So Jav allows you to have anonymous inner classes. For example this is a
really easy (if ugly) way to run something asynchronously
new Thread(new Runnable() {
public void run() {
// do some stuff
}
}).start();
All well and good. But there is one down side. Say you want to, let's
say, increment a counter;
int counter = 0;
new Thread(new Runnable() {
public void run() {
counter++;
}
}).start();
Perfectly reasonable, right?
BZZZZZZZZZZZZZZZZZZZT! Wrong!
You can't access anything other than final variables from within an
anonymous class.
Which means that
final int counter = 0;
new Thread(new Runnable() {
public void run() {
counter++;
}
}).start();
doesn't work because, well, counter is final.
So how do you get around this?
final int[] counter = { 0 };
new Thread(new Runnable() {
public void run() {
counter[0]++;
}
}).start();
I mean. Seriously.
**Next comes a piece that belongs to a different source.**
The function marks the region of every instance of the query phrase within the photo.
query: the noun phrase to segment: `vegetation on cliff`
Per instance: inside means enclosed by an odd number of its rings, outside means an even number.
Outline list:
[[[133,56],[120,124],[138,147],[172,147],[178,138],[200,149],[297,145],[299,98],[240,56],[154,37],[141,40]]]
What The Fuck?
Of course this gets extra special fun if you want to do something with
exceptions.
Let's say you want to do
try {
final Foo foo = FooFactory.getFoo();
Bar.doSomething(new BarRunner() {
public void quux() {
foo.execute();
}
});
} catch (SomeCommonException e) {
System.err.println("Got an exception: "+e);
} finally {
FooFactory.release(foo);
}
Well you can't because the finally clause won't see the foo object but
you can't do
final Foo foo;
try {
foo = FooFactory.getFoo();
Bar.doSomething(new BarRunner() {
public void quux() {
foo.execute();
}
});
} catch (SomeCommonException e) {
System.err.println("Got an exception: "+e);
} finally {
FooFactory.release(foo);
}
because that doesn't make sense. So what you have to do is
Foo foo;
try {
foo = FooFactory.getFoo();
runBar(foo);
} catch (SomeCommonException e) {
System.err.println("Got an exception: "+e);
} finally {
FooFactory.release(foo);
}
public void runBar(final Foo foo) {
Bar.doSomething(new BarRunner() {
public void quux() {
foo.execute();
}
});
}
And people wonder why Java has a reputation as being verbose?